Integração é a chave do sucesso contra o tráfico, diz ministro da Justiça

Em entrevista ao Correio, Anderson Torres pontou como frear a atividade dos criminosos no país

O ministro da Justiça e Segurança Pública, Anderson Torres, considera que o tráfico de drogas abre a porta para vários outros tipos de crimes, como, por exemplo, lavagem de dinheiro, homicídios e latrocínios. Por isso, as forças de segurança não podem transigir no combate às quadrilhas organizadas e o trabalho de integração entre o governo federal e os das 27 unidades da Federação é fundamental para frear a atuação dos criminosos. A intensificação desse trabalho conjunto, aliás, deve ser estendido aos países vizinhos do Brasil, uma vez que o país tem fronteiras permeáveis e somente atuando em parceria é que se obtém bons resultados.

O Brasil, hoje, é fornecedor ou é um corredor de drogas no mercado mundial?

O Brasil é um país continental, com desafios imensos, entre eles o controle das nossas fronteiras. A maior parte da droga, como cocaína e maconha, vem dos países vizinhos e tem como destino a Europa. Por isso, a necessidade de ações de combate ao crime organizado nas fronteiras, nos portos, para impedir que o Brasil vire uma via fácil para o narcotráfico. Nesse sentido, o Ministério tem uma série de ações, entre elas a Operação Horus, que une forças federais e estaduais, no combate aos ilícitos nas fronteiras e divisas.

O que difere a Operação Narco Brasil das demais ações antidrogas?

É a primeira operação que ocorre em todo o território nacional, integrando todas as polícias civis e militares, trabalhando sincronizadas em um mesmo esforço. Essa integração e coordenação é de responsabilidade do Ministério, conforme determina o Sistema Único de Segurança Pública (SUSP). O engajamento de todos os profissionais dos estados e do Distrito Federal na operação fez com que alcançássemos resultados expressivos e inéditos, com mais de 12 mil prisões.

Como estreitar a cooperação com outros países da América Latina?

Não é possível combater o crime organizado sem cooperação e colaboração com outros países, em especial da América Latina. É fundamental o intercâmbio de informações, de provas, de trabalhos conjuntos para que a gente possa, efetivamente, combater o crime organizado transnacional. Não só a Polícia Federal está atenta a essa questão, como os demais órgãos do Ministério que trabalham com cooperação internacional têm fortalecido essa aproximação com outros países para o combate ao crime, em especial nas fronteiras. Recentemente, assinamos um acordo com o Paraguai para fortalecer o intercâmbio de informações entre as nossas polícias.

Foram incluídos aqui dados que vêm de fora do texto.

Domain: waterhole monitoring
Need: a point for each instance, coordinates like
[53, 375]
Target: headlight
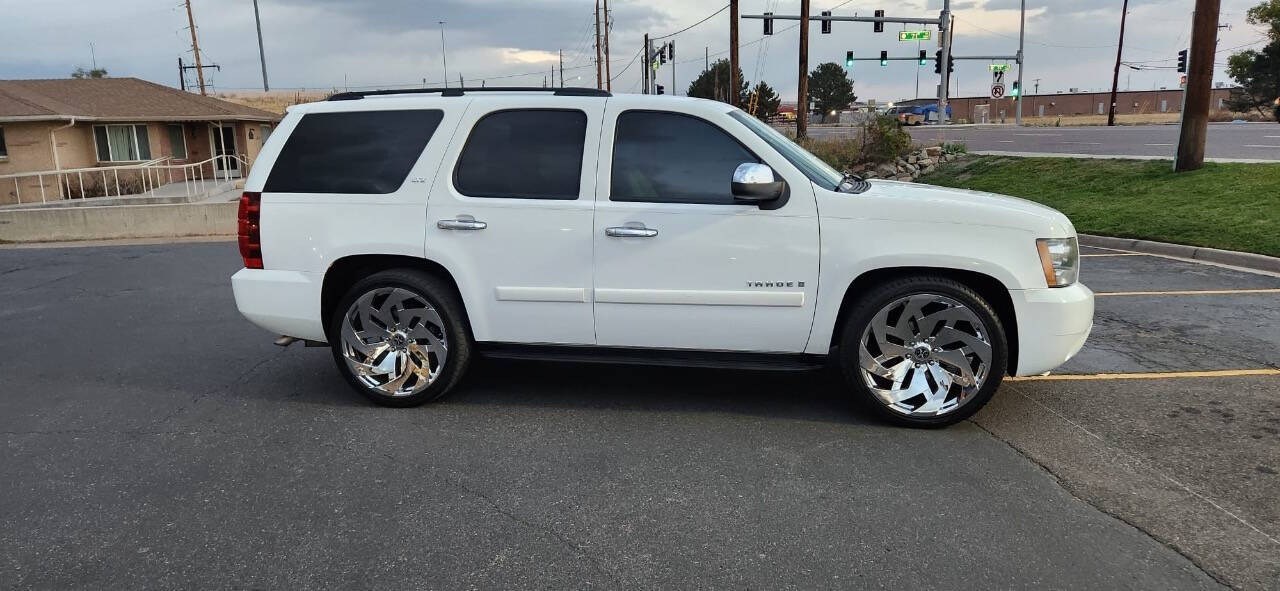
[1060, 257]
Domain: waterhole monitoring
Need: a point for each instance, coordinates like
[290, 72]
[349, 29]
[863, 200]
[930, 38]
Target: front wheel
[400, 338]
[923, 351]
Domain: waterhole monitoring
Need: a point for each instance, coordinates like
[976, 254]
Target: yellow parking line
[1192, 292]
[1162, 375]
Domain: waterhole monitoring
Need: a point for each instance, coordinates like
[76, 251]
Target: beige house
[63, 124]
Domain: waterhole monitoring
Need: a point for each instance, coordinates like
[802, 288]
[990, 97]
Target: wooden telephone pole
[195, 49]
[803, 87]
[1115, 76]
[1200, 87]
[734, 85]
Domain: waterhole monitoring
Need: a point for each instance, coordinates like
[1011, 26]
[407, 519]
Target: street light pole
[444, 56]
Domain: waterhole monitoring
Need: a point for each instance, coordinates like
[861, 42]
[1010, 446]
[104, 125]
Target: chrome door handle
[461, 225]
[630, 232]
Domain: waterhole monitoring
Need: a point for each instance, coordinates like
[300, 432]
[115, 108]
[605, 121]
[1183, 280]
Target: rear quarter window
[362, 152]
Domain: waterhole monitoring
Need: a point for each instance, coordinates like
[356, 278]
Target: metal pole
[261, 54]
[732, 49]
[195, 49]
[599, 82]
[644, 69]
[1115, 74]
[1022, 40]
[945, 63]
[803, 86]
[608, 74]
[444, 55]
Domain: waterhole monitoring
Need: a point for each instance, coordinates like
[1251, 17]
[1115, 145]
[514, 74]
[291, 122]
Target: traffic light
[937, 63]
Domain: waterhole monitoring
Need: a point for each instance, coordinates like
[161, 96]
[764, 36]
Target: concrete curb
[1109, 156]
[1246, 260]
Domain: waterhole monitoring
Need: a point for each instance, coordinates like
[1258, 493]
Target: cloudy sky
[336, 44]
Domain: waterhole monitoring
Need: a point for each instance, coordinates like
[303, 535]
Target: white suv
[411, 230]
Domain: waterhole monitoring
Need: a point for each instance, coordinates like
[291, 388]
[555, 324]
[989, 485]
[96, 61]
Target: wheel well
[346, 271]
[988, 287]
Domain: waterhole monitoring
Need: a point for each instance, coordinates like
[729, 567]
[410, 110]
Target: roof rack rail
[460, 91]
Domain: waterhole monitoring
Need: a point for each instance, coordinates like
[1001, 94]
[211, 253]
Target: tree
[1257, 70]
[714, 83]
[767, 101]
[830, 88]
[81, 73]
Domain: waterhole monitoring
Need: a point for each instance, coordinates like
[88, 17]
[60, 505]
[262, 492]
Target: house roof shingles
[114, 99]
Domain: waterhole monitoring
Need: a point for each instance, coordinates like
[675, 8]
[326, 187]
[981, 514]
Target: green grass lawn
[1232, 206]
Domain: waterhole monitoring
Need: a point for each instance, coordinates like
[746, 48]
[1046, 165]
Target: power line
[691, 26]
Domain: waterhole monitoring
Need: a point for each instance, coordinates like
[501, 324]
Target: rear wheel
[400, 338]
[923, 351]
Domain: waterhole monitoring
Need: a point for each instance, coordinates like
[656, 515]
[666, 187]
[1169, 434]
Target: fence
[137, 178]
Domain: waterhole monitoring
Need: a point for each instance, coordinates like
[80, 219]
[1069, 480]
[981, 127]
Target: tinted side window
[526, 154]
[667, 157]
[352, 152]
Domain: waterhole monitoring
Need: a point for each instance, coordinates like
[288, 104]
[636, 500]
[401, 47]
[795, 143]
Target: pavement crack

A descriminalização das drogas poderia contribuir para diminuir o tráfico?

Enquanto atuei na coordenação-geral de Repressão de Entorpecentes da Polícia Federal, vi o tanto de pessoas sofrendo com isso, famílias sendo destruídas. A gente sabe que esse é um crime-mãe de tantos outros que ocorrem. Precisamos encarar o problema das drogas em muitas frentes: prevenção, repressão e descapitalização das organizações criminosas que lucram com a destruição causada pelas drogas. Hoje, o governo federal está fechando o cerco contra o crime organizado e usando os recursos do tráfico em investimentos nas próprias forças de segurança pública.